Sakura: Tifanny, você já ouviu falar da Luna Pleine? Ela é das minhas modelos mais belas, eu sempre uso ela para meus maiores eventos, eu estive testando perfumes mágicos e alienígenas em segredo, para caso eu descobrisse algum que fosse útil como produto eu... Você tá ouvindo?
Tifanny: Sim, sim, eu tô amando a conversa, esse papo de alienígenas, a minha amiga tar no seu esquema... wuuuuh! Nem parece que eu vivi pelo menos 73% desse tipo de momento Ficção Científica!
Sakura: É? Você tá curtindo isso mesmo? Eu estive longe de "normies", então nunca esperei que uma conversa nobre fosse de interesse de... pessoas comuns.
Tifanny: Ah, qual é? Eu já mexo com isso faz uns anos, e quando criança as coisas que mais me interessavam mesmo eram esses papos de astronauta.
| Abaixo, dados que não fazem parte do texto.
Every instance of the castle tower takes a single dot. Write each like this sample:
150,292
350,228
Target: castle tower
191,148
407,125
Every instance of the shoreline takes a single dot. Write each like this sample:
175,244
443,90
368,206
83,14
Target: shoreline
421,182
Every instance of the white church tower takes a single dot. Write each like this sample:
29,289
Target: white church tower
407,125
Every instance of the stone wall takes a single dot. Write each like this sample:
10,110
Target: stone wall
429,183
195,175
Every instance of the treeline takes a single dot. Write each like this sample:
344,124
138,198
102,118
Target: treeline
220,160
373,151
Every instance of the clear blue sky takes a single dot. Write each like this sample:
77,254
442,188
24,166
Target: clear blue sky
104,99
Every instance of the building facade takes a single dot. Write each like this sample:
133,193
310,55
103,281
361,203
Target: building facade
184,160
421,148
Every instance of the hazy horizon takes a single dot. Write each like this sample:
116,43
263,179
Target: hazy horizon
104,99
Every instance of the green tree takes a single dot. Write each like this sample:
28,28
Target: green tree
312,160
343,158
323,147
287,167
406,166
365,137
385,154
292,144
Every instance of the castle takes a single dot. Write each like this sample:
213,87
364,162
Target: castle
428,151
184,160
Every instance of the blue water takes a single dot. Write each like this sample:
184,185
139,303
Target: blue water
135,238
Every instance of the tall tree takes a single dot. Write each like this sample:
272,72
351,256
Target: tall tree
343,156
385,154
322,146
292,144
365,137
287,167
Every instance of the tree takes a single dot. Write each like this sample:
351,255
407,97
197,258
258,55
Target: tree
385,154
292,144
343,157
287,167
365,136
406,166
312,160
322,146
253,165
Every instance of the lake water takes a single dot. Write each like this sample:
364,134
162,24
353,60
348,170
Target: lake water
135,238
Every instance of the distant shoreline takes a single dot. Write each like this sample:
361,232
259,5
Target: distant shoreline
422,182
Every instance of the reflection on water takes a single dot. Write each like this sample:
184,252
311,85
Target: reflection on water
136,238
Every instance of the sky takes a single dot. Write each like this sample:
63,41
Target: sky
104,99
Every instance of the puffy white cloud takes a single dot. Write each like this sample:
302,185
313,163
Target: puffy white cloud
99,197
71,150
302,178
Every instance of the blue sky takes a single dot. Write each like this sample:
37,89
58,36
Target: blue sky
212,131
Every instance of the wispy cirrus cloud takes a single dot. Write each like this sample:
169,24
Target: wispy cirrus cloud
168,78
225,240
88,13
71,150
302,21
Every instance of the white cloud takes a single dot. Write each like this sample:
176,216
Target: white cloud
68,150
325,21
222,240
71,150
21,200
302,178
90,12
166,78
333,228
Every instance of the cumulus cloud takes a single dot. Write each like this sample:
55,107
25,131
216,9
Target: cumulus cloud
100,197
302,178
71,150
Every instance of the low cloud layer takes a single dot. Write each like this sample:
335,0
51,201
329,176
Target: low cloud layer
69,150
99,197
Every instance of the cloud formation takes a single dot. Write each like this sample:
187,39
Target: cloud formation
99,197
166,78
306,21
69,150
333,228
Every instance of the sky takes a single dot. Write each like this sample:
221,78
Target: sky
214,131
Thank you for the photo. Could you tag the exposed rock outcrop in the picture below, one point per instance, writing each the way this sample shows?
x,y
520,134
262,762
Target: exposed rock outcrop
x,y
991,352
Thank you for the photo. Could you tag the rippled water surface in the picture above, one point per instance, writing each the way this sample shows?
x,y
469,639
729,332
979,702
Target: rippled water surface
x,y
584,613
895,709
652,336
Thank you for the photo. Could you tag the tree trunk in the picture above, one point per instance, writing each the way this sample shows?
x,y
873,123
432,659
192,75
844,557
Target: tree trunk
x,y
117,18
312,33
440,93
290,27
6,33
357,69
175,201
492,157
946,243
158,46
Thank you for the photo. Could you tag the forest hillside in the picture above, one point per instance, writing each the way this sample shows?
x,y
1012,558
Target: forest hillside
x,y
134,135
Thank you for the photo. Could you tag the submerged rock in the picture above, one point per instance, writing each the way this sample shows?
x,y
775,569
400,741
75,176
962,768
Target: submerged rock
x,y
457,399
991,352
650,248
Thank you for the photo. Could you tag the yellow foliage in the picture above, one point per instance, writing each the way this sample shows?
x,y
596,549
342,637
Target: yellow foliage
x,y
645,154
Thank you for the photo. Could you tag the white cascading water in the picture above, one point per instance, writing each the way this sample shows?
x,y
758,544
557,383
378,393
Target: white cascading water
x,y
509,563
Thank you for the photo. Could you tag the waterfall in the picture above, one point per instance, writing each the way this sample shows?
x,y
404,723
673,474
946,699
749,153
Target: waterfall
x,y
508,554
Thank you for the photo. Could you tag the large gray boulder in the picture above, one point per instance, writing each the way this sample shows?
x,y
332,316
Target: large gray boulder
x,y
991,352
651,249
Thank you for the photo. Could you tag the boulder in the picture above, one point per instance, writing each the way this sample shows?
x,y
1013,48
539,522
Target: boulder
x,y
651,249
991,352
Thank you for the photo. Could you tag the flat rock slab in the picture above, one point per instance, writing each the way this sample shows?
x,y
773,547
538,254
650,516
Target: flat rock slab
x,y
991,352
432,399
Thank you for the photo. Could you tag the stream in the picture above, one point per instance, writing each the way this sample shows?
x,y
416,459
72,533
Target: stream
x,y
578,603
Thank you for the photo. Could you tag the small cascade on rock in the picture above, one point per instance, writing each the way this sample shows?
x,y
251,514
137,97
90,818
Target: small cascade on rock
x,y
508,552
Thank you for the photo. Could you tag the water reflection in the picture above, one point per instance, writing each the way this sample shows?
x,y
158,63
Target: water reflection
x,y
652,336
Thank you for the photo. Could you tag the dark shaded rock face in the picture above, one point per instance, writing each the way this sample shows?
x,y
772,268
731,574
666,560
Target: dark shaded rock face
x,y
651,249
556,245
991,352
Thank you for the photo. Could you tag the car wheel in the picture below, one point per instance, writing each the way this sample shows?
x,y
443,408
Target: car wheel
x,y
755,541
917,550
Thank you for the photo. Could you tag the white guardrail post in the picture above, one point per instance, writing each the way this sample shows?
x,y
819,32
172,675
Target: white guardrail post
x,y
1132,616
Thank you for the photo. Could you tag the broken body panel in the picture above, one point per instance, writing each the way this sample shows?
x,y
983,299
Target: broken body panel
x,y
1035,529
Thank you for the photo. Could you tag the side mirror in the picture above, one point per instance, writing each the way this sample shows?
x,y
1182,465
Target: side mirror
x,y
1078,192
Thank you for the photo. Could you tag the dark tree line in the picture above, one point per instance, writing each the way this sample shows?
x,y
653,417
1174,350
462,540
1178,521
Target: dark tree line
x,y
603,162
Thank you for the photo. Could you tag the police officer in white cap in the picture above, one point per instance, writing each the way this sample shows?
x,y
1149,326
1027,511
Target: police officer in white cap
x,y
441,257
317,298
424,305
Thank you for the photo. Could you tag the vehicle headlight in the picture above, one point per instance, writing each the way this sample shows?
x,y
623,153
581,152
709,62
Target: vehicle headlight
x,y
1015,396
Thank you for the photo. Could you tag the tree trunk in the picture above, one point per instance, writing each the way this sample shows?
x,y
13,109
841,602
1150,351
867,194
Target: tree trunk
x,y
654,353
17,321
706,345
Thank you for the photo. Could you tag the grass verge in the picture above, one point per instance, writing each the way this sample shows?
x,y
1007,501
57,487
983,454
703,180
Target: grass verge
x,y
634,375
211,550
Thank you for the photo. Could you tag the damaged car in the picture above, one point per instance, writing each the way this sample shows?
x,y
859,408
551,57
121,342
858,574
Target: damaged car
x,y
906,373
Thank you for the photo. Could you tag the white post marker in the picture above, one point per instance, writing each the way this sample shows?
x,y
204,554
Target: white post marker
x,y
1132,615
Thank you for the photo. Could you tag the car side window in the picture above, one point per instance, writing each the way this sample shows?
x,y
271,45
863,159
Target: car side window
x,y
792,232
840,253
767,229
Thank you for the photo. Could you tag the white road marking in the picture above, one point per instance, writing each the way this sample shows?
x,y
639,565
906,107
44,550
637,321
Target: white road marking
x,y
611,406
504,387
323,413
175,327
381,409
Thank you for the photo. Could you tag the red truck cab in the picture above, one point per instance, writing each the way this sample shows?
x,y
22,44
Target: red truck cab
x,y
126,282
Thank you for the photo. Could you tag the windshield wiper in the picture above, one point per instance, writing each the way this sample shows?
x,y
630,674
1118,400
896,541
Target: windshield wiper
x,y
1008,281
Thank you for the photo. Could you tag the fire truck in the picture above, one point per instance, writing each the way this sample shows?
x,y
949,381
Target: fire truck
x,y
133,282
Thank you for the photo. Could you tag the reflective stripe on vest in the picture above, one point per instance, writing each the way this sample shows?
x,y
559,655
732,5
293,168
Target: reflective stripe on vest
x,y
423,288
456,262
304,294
Sakura: A propósito, sobre a Pleine... O que tem acontecido com ela? Ela esteve muito ausente das minhas comissões e tal, e ela falava muito sobre... garotas mágicas.
Tifanny: Ah, é porque o Muramasa e outros caras deram...
Sakura: Espera, o Muramasa tá envolvido nisso? M-mas como!?
Tifanny: O Muramasa simplesmente nos acha, e quando ele te alia, você se torna aliada dele pra sempre.
Sakura: Isso é escravidão? A... A-a-a Pleine tá em perigo?
Tifanny: Claro que não, a gente sempre consegue ser melhores amigos com o Tio Mura.
Sakura: Bom, sendo assim... venha comigo.
Dessa vez Sakura guia Tifanny para uma sala secreta que ela mesma organizou para a Base Vierte. Grandes salas de paredes e teto de cores negras, com desenhos espalhados como graffitti, e vários computadores operados autonomamente por inteligência artificial, e conferindo ali, Sakura acha o que ela realmente quis mostrar à Tifanny.
Sakura: Sabe, Lille é uma cidade realmente minúscula, e a família Francine preferiu iniciar seus projetos na maioria esmagadora das outras cidades na Eurásia, eu só estive lá em Lille porque é seguro, e bem, tenho isso aqui. Você claramente pode reconhecer.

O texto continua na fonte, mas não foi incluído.